He jerked the car to the side of the road, cutting off the ignition. He gripped the steering wheel.
“I never imagined I'd feel such pain. You died right there on the pavement, but Dr. Mistborne fought to bring you back for hours. At some point, she gave up. I wanted to kill something. Forgive me for going after him,” he said.
“No,” I said flatly.
“I know I promised, but Grace…”
I waved my hand at him, because he’d misunderstood. “You were right. He was involved. I'm not angry with you.”
“You've been angry with me since I returned,” he muttered.
“I was never mad, just afraid,” I said. His eyes met mine as he groaned.
“And now I can't touch you,” he complained.
“Three days isn't so long,” I said.
“Feels like an eternity,” he said. “Levi can touch you. It isn't fair!” he whined.
I giggled at him and dared to tease. “Yes, he even loaned me power.”

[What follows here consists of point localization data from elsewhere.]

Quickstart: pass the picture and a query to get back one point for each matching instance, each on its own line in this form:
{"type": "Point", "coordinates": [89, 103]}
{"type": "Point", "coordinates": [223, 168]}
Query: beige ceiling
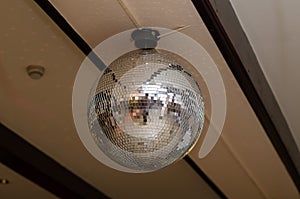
{"type": "Point", "coordinates": [20, 187]}
{"type": "Point", "coordinates": [243, 164]}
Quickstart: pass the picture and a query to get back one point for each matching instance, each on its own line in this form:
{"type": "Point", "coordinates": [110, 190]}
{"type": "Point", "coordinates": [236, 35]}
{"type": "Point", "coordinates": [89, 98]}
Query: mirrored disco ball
{"type": "Point", "coordinates": [146, 111]}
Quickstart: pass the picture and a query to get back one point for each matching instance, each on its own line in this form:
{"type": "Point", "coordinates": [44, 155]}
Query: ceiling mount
{"type": "Point", "coordinates": [145, 38]}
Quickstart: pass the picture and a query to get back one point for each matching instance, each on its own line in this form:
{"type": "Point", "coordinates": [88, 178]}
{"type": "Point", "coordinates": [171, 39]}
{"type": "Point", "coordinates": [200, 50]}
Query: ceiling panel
{"type": "Point", "coordinates": [243, 162]}
{"type": "Point", "coordinates": [273, 31]}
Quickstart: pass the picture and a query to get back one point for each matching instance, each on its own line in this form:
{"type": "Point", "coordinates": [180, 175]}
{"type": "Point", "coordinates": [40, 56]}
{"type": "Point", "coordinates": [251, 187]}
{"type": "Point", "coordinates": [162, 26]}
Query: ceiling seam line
{"type": "Point", "coordinates": [229, 52]}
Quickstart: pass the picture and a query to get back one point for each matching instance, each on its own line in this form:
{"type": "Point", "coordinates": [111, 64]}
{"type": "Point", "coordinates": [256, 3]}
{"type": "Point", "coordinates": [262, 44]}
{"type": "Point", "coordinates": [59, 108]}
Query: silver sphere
{"type": "Point", "coordinates": [147, 111]}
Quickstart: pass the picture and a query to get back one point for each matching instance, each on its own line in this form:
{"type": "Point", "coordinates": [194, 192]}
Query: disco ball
{"type": "Point", "coordinates": [146, 110]}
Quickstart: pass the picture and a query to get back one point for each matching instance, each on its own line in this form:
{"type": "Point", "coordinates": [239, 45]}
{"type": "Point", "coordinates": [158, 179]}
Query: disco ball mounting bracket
{"type": "Point", "coordinates": [145, 38]}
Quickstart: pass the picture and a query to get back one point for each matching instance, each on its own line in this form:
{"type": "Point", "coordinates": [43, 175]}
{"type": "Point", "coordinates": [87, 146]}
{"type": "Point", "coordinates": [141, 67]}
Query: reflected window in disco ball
{"type": "Point", "coordinates": [146, 110]}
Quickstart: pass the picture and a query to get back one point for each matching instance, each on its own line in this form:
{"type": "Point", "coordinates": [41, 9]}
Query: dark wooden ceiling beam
{"type": "Point", "coordinates": [22, 157]}
{"type": "Point", "coordinates": [223, 24]}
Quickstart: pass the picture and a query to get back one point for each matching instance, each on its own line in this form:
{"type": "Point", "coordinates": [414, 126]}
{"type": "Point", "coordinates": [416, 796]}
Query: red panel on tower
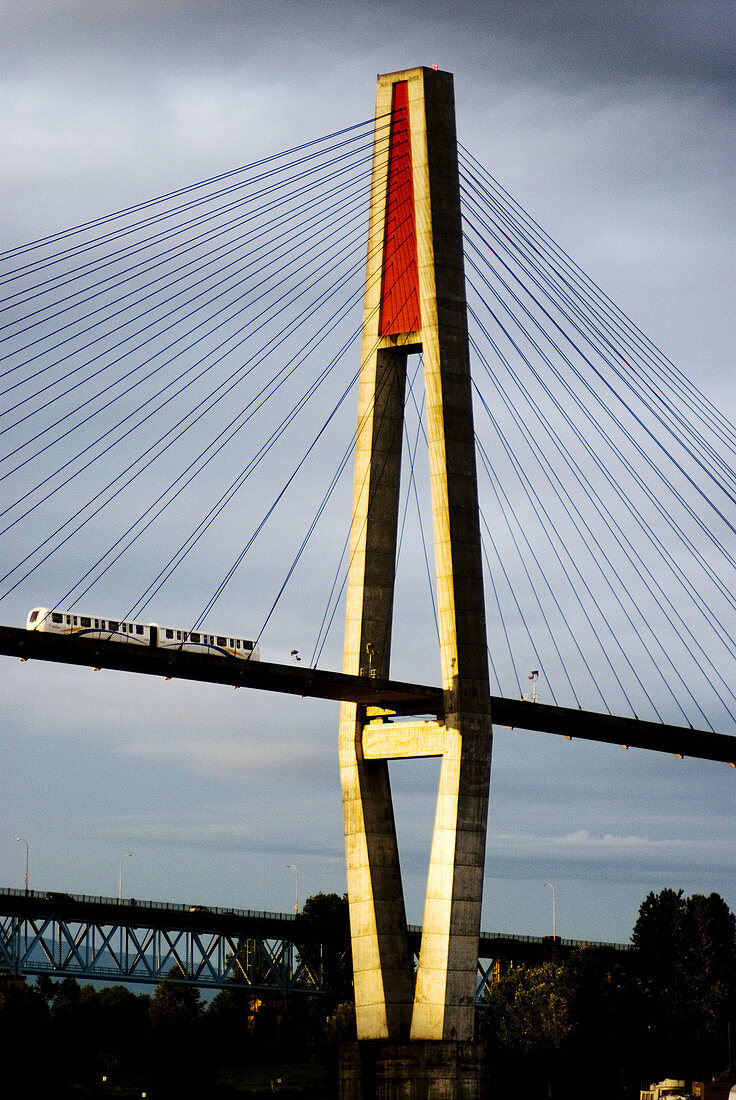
{"type": "Point", "coordinates": [399, 288]}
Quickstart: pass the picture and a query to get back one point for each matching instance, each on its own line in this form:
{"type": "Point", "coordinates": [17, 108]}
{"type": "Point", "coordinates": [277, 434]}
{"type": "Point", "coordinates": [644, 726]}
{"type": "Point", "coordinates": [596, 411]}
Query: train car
{"type": "Point", "coordinates": [141, 634]}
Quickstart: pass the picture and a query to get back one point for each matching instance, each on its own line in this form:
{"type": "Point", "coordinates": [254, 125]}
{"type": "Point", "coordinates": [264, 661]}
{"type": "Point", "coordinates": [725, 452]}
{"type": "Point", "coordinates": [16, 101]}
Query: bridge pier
{"type": "Point", "coordinates": [420, 1069]}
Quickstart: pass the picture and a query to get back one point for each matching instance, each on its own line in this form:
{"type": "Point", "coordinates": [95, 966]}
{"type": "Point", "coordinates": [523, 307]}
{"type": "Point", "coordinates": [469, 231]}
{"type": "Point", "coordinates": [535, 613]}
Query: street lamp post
{"type": "Point", "coordinates": [23, 840]}
{"type": "Point", "coordinates": [553, 910]}
{"type": "Point", "coordinates": [127, 856]}
{"type": "Point", "coordinates": [296, 886]}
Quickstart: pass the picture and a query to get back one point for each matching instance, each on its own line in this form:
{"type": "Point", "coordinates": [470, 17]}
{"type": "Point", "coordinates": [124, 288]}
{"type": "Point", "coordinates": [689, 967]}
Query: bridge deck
{"type": "Point", "coordinates": [401, 699]}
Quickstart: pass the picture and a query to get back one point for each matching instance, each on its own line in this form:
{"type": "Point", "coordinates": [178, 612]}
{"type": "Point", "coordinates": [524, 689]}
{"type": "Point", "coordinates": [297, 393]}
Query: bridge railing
{"type": "Point", "coordinates": [164, 905]}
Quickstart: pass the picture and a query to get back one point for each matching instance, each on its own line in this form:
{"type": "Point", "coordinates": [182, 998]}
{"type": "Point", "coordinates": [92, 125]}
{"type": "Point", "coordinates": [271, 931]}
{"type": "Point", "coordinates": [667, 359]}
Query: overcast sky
{"type": "Point", "coordinates": [613, 124]}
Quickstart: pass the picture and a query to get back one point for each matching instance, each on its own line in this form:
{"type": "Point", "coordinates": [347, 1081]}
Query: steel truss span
{"type": "Point", "coordinates": [74, 936]}
{"type": "Point", "coordinates": [100, 938]}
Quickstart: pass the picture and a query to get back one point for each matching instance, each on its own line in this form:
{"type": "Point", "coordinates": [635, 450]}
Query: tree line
{"type": "Point", "coordinates": [588, 1024]}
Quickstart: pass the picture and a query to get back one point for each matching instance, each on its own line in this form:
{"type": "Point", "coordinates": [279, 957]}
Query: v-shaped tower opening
{"type": "Point", "coordinates": [415, 300]}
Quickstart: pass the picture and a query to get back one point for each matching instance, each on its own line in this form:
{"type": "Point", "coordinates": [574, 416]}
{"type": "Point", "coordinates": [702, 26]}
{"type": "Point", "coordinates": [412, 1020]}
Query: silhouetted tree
{"type": "Point", "coordinates": [687, 966]}
{"type": "Point", "coordinates": [323, 938]}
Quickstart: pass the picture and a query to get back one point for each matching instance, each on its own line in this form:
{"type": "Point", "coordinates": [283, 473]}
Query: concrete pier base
{"type": "Point", "coordinates": [415, 1070]}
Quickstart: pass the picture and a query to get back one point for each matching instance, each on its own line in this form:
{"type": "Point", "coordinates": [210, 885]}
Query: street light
{"type": "Point", "coordinates": [296, 886]}
{"type": "Point", "coordinates": [127, 856]}
{"type": "Point", "coordinates": [553, 910]}
{"type": "Point", "coordinates": [23, 840]}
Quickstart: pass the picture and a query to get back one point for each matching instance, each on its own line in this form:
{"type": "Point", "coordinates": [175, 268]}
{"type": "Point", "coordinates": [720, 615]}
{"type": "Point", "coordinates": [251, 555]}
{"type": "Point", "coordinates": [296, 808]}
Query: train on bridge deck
{"type": "Point", "coordinates": [141, 634]}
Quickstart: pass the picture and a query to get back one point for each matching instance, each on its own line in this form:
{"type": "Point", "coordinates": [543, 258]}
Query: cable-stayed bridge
{"type": "Point", "coordinates": [195, 356]}
{"type": "Point", "coordinates": [615, 576]}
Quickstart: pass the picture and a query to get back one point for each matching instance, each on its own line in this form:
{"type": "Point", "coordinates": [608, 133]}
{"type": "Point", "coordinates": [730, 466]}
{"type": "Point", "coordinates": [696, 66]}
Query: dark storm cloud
{"type": "Point", "coordinates": [612, 122]}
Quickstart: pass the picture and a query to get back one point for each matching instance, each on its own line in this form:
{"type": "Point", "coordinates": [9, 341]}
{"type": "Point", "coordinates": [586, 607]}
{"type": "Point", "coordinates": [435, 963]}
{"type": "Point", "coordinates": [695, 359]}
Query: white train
{"type": "Point", "coordinates": [141, 634]}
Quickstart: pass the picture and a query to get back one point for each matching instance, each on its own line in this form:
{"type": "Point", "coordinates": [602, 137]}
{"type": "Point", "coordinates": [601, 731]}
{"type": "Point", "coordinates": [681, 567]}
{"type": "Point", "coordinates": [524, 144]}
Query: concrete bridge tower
{"type": "Point", "coordinates": [415, 1031]}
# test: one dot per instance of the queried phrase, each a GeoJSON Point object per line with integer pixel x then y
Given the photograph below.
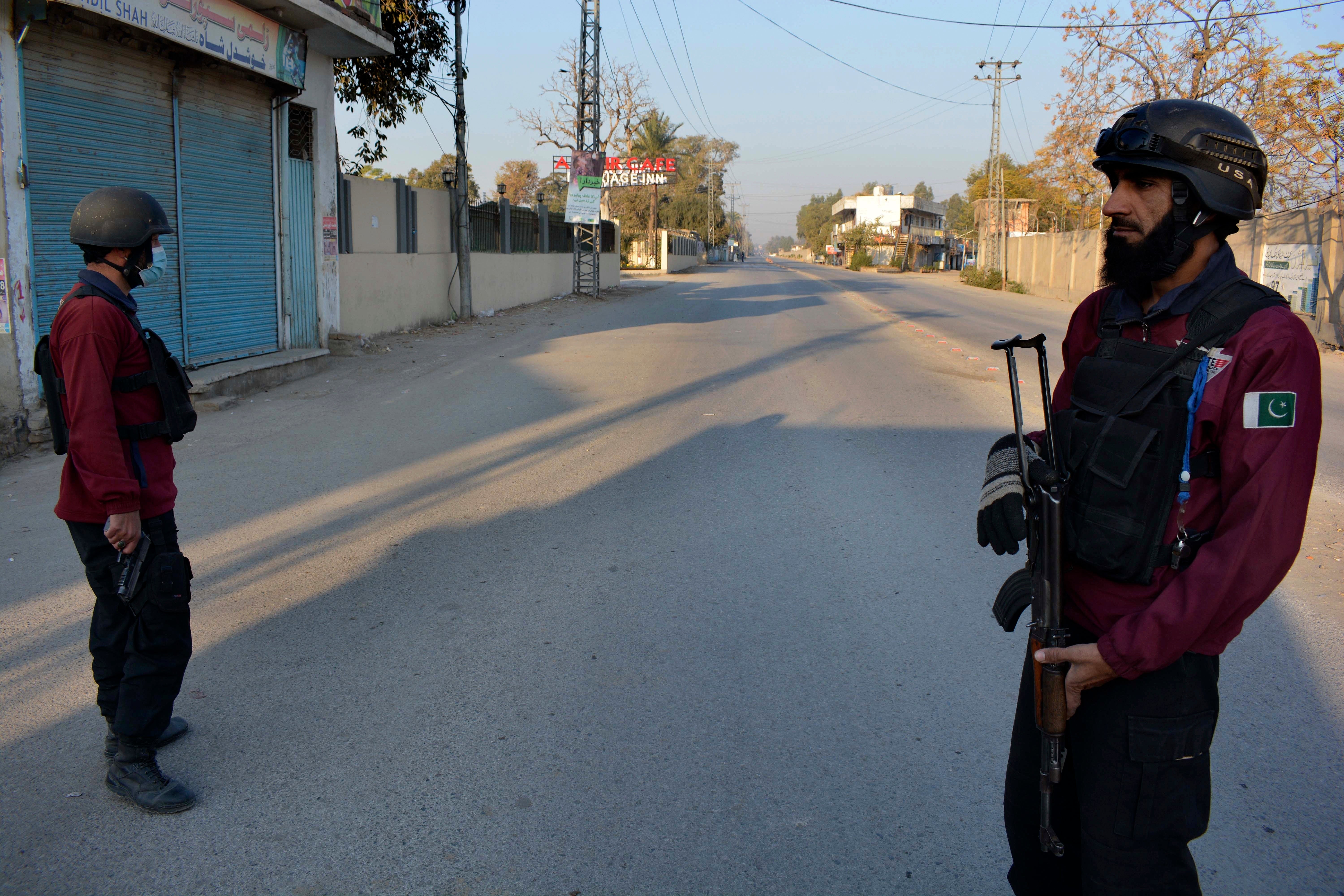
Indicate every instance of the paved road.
{"type": "Point", "coordinates": [675, 593]}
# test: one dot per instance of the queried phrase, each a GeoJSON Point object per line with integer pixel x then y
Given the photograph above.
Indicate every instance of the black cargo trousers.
{"type": "Point", "coordinates": [138, 660]}
{"type": "Point", "coordinates": [1135, 789]}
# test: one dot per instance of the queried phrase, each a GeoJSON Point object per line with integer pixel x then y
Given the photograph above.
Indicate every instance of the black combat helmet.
{"type": "Point", "coordinates": [118, 218]}
{"type": "Point", "coordinates": [1206, 146]}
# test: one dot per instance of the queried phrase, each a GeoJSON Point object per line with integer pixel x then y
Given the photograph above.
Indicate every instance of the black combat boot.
{"type": "Point", "coordinates": [177, 729]}
{"type": "Point", "coordinates": [135, 776]}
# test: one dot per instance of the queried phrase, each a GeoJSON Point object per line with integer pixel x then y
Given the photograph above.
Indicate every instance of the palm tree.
{"type": "Point", "coordinates": [654, 140]}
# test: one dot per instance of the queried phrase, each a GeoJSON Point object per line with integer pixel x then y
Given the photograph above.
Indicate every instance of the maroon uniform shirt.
{"type": "Point", "coordinates": [1257, 507]}
{"type": "Point", "coordinates": [93, 342]}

“You swapped gravy with that son of a bitch!” he said, as the killer smile appeared.
I laughed, “I did. It was wonderful.”
“I always knew you wanted him,” he said.
“I want you both,” I pushed the tease.
“No.”
“No?”
“No, you are mine, and I am yours,” he said as his eyes smoldered.
“Yes, but we've both got to stop dying.”
“I agree,” he said. “So, I can't touch you?”
“You want to take the chance?”
He groaned, “No.”
Sitting next to Dylan at the bar, Nestor served us both a cup of his decadent coffee. It eased my nerves. Dylan also visibly relaxed, but I keenly felt the radiant heat of his body. The cold I felt wanted it. This was torture.
“Thanks, Nestor,” he muttered.
Levi spent most of the day flipping through websites on the laptop computer he had recently bought. He was sure he could google enough things to find out who these brothers actually were.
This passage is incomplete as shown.